The acting is what you would expect from a John Woo movie.  It's barely there.  Nicolas Cage gets to make funny faces when he's in battle and sulk when he's not.  I'm sorry to say that he actually showed the most range in this movie.  Christian Slater, Peter Stormare, Mark Ruffalo, and Brian Van Holt were all one-dimensional caricatures of 1940s soldiers.  Noah Emmerich got to be the racist jerk that sees the error in his ways (well, he learns to accept one Navajo, anyway), but the character is so boring and predictable that you still don't care.  Adam Beach was a little better, but his character had no emotional arc, so there was nothing for him to do in this role.  Whose fault is all this?  Well, you can blame the writers, John Rice and Joe Batteer, because this story sucks, but I'm going to blame John Woo.  As the director and a producer on the film, he had ample opportunity to realize how crappy this script was and have it fixed.  He didn't, so the responsibility for this wreck belongs to him.

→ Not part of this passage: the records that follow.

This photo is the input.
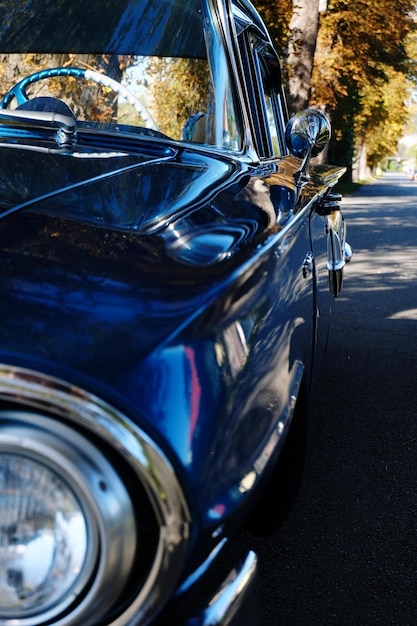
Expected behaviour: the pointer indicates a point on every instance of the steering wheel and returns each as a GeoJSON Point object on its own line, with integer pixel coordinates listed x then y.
{"type": "Point", "coordinates": [18, 91]}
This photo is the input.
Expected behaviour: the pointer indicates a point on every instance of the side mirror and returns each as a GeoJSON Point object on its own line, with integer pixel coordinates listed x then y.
{"type": "Point", "coordinates": [307, 133]}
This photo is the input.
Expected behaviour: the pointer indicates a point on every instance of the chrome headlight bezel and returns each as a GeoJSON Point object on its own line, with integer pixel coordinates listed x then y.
{"type": "Point", "coordinates": [145, 470]}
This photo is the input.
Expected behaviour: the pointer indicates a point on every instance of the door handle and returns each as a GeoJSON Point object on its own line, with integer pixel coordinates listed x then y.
{"type": "Point", "coordinates": [307, 264]}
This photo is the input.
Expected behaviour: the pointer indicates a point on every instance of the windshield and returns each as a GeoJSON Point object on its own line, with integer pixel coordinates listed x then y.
{"type": "Point", "coordinates": [149, 66]}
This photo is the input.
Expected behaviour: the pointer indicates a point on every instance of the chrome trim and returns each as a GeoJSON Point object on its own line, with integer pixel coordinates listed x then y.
{"type": "Point", "coordinates": [104, 501]}
{"type": "Point", "coordinates": [226, 606]}
{"type": "Point", "coordinates": [29, 388]}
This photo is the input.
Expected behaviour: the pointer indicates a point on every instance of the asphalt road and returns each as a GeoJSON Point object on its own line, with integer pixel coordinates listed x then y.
{"type": "Point", "coordinates": [347, 553]}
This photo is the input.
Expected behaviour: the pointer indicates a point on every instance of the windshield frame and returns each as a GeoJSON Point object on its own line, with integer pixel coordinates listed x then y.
{"type": "Point", "coordinates": [227, 132]}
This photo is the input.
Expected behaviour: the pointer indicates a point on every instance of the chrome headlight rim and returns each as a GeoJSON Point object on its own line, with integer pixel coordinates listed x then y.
{"type": "Point", "coordinates": [104, 503]}
{"type": "Point", "coordinates": [147, 463]}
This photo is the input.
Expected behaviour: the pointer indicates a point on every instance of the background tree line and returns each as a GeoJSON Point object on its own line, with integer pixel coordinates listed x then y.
{"type": "Point", "coordinates": [354, 59]}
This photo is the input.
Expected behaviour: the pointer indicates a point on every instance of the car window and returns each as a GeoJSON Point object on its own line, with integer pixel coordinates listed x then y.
{"type": "Point", "coordinates": [159, 70]}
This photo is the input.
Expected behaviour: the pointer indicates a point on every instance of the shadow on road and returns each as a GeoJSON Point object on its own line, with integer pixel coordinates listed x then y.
{"type": "Point", "coordinates": [347, 553]}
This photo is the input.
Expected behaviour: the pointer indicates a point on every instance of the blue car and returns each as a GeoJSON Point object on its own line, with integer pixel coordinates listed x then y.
{"type": "Point", "coordinates": [170, 248]}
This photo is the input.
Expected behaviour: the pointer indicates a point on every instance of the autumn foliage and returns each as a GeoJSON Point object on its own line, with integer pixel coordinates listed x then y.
{"type": "Point", "coordinates": [362, 71]}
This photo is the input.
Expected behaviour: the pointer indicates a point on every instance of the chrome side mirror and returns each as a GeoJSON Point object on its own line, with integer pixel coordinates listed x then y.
{"type": "Point", "coordinates": [307, 133]}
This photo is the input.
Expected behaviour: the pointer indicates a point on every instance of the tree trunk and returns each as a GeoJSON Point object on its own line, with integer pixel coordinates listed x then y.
{"type": "Point", "coordinates": [304, 28]}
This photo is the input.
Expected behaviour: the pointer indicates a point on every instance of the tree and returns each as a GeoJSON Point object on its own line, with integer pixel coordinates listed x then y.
{"type": "Point", "coordinates": [304, 27]}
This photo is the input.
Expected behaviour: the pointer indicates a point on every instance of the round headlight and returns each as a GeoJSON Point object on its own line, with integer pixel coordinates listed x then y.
{"type": "Point", "coordinates": [44, 534]}
{"type": "Point", "coordinates": [67, 525]}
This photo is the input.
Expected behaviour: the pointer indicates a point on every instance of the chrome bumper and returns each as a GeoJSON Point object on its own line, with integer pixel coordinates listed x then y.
{"type": "Point", "coordinates": [236, 602]}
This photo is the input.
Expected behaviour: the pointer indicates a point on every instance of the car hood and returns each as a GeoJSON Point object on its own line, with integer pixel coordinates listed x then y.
{"type": "Point", "coordinates": [84, 271]}
{"type": "Point", "coordinates": [139, 191]}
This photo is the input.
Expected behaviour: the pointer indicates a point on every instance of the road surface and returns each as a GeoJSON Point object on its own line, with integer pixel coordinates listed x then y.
{"type": "Point", "coordinates": [347, 553]}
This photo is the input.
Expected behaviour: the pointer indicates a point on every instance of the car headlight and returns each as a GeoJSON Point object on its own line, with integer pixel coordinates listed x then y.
{"type": "Point", "coordinates": [93, 524]}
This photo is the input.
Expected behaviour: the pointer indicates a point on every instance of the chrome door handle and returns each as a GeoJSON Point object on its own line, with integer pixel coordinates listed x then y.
{"type": "Point", "coordinates": [307, 264]}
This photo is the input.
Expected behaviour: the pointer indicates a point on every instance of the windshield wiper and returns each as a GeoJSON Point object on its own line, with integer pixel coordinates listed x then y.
{"type": "Point", "coordinates": [21, 125]}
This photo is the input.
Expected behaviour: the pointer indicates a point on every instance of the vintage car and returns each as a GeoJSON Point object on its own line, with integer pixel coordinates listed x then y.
{"type": "Point", "coordinates": [169, 252]}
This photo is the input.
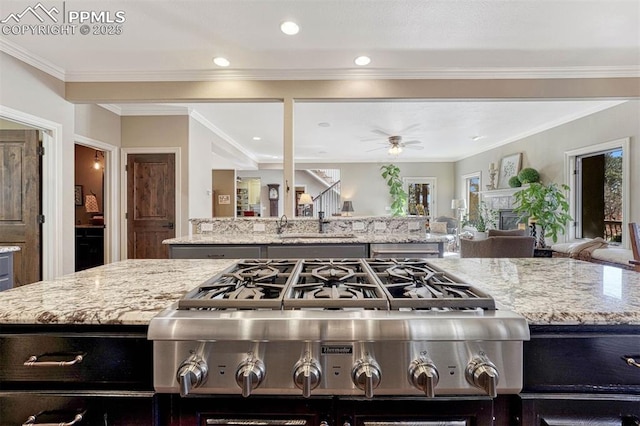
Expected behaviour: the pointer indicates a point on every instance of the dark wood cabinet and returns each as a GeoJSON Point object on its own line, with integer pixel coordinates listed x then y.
{"type": "Point", "coordinates": [578, 375]}
{"type": "Point", "coordinates": [42, 376]}
{"type": "Point", "coordinates": [89, 247]}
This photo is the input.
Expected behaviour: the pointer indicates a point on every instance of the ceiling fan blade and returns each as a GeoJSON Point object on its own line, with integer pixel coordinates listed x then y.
{"type": "Point", "coordinates": [411, 127]}
{"type": "Point", "coordinates": [376, 149]}
{"type": "Point", "coordinates": [380, 132]}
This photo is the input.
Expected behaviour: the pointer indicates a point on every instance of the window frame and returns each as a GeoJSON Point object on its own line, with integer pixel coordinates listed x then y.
{"type": "Point", "coordinates": [571, 179]}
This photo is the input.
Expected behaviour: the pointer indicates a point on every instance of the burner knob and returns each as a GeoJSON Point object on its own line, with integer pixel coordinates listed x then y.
{"type": "Point", "coordinates": [306, 376]}
{"type": "Point", "coordinates": [366, 375]}
{"type": "Point", "coordinates": [423, 375]}
{"type": "Point", "coordinates": [191, 373]}
{"type": "Point", "coordinates": [250, 375]}
{"type": "Point", "coordinates": [483, 374]}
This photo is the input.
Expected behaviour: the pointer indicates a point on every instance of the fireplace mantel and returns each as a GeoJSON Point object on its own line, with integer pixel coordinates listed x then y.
{"type": "Point", "coordinates": [500, 199]}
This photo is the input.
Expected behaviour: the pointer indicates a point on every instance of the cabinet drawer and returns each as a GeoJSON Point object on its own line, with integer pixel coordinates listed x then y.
{"type": "Point", "coordinates": [108, 362]}
{"type": "Point", "coordinates": [99, 409]}
{"type": "Point", "coordinates": [317, 251]}
{"type": "Point", "coordinates": [558, 364]}
{"type": "Point", "coordinates": [217, 252]}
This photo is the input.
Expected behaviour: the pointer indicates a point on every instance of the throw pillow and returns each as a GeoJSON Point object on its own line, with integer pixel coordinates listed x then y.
{"type": "Point", "coordinates": [438, 227]}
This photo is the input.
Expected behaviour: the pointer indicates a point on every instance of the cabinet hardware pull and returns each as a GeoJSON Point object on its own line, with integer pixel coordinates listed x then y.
{"type": "Point", "coordinates": [31, 421]}
{"type": "Point", "coordinates": [629, 359]}
{"type": "Point", "coordinates": [33, 362]}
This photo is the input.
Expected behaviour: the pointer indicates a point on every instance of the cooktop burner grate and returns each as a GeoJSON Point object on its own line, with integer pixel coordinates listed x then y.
{"type": "Point", "coordinates": [250, 284]}
{"type": "Point", "coordinates": [334, 284]}
{"type": "Point", "coordinates": [415, 284]}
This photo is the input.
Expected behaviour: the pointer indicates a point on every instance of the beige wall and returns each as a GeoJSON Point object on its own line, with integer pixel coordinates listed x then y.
{"type": "Point", "coordinates": [97, 123]}
{"type": "Point", "coordinates": [199, 170]}
{"type": "Point", "coordinates": [158, 132]}
{"type": "Point", "coordinates": [224, 183]}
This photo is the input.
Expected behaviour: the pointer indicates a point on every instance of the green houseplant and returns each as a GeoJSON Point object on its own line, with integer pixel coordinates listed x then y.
{"type": "Point", "coordinates": [547, 206]}
{"type": "Point", "coordinates": [391, 174]}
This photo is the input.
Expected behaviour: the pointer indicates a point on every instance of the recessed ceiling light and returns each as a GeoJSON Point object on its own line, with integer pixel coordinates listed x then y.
{"type": "Point", "coordinates": [362, 60]}
{"type": "Point", "coordinates": [221, 62]}
{"type": "Point", "coordinates": [289, 28]}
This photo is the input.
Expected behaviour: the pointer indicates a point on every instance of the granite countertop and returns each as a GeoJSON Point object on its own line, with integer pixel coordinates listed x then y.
{"type": "Point", "coordinates": [127, 292]}
{"type": "Point", "coordinates": [545, 291]}
{"type": "Point", "coordinates": [554, 291]}
{"type": "Point", "coordinates": [7, 249]}
{"type": "Point", "coordinates": [339, 238]}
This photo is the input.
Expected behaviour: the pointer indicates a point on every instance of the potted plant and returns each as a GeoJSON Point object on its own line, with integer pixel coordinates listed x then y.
{"type": "Point", "coordinates": [391, 174]}
{"type": "Point", "coordinates": [487, 218]}
{"type": "Point", "coordinates": [546, 206]}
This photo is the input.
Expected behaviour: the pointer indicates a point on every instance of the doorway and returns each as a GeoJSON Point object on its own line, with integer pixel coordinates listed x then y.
{"type": "Point", "coordinates": [90, 204]}
{"type": "Point", "coordinates": [151, 204]}
{"type": "Point", "coordinates": [20, 204]}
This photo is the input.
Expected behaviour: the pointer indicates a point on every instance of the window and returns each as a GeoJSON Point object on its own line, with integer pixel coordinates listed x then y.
{"type": "Point", "coordinates": [599, 191]}
{"type": "Point", "coordinates": [471, 194]}
{"type": "Point", "coordinates": [421, 195]}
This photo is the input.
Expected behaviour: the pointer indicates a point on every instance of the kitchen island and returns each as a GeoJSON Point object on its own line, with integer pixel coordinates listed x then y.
{"type": "Point", "coordinates": [579, 314]}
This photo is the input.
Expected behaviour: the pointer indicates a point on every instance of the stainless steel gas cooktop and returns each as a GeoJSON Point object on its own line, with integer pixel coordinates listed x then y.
{"type": "Point", "coordinates": [337, 327]}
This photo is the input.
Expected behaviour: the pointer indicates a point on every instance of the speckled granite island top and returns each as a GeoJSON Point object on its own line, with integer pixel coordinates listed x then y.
{"type": "Point", "coordinates": [127, 292]}
{"type": "Point", "coordinates": [554, 291]}
{"type": "Point", "coordinates": [544, 291]}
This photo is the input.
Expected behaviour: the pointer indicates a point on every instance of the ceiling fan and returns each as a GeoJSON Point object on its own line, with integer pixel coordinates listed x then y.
{"type": "Point", "coordinates": [395, 145]}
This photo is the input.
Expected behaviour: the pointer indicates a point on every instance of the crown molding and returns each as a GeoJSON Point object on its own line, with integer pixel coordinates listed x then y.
{"type": "Point", "coordinates": [317, 74]}
{"type": "Point", "coordinates": [151, 109]}
{"type": "Point", "coordinates": [27, 57]}
{"type": "Point", "coordinates": [361, 74]}
{"type": "Point", "coordinates": [113, 108]}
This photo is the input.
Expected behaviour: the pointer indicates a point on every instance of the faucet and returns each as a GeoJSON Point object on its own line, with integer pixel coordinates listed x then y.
{"type": "Point", "coordinates": [322, 223]}
{"type": "Point", "coordinates": [281, 224]}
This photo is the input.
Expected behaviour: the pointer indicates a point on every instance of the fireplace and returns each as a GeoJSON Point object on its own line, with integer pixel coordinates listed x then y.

This movie doesn't even have the normal perks of a John Woo movie.  The action isn't good.  Woo is best known for his slow-motion, stylized action sequences, where impossible things happen and then explode.  Here, he tries to channel the destructive spirit of the Pacific war and fails.  The big battle scenes try to have a documentary feel to them (a la Saving Private Ryan), but the special effects in these scenes are far worse than any war movie released in 2002 should be.  Some of the smaller-scale battle sequences are fine, but it's not enough to make this movie watchable.

Let's see...bad story, bad acting, and bad action.  Yep.  This is a bad movie.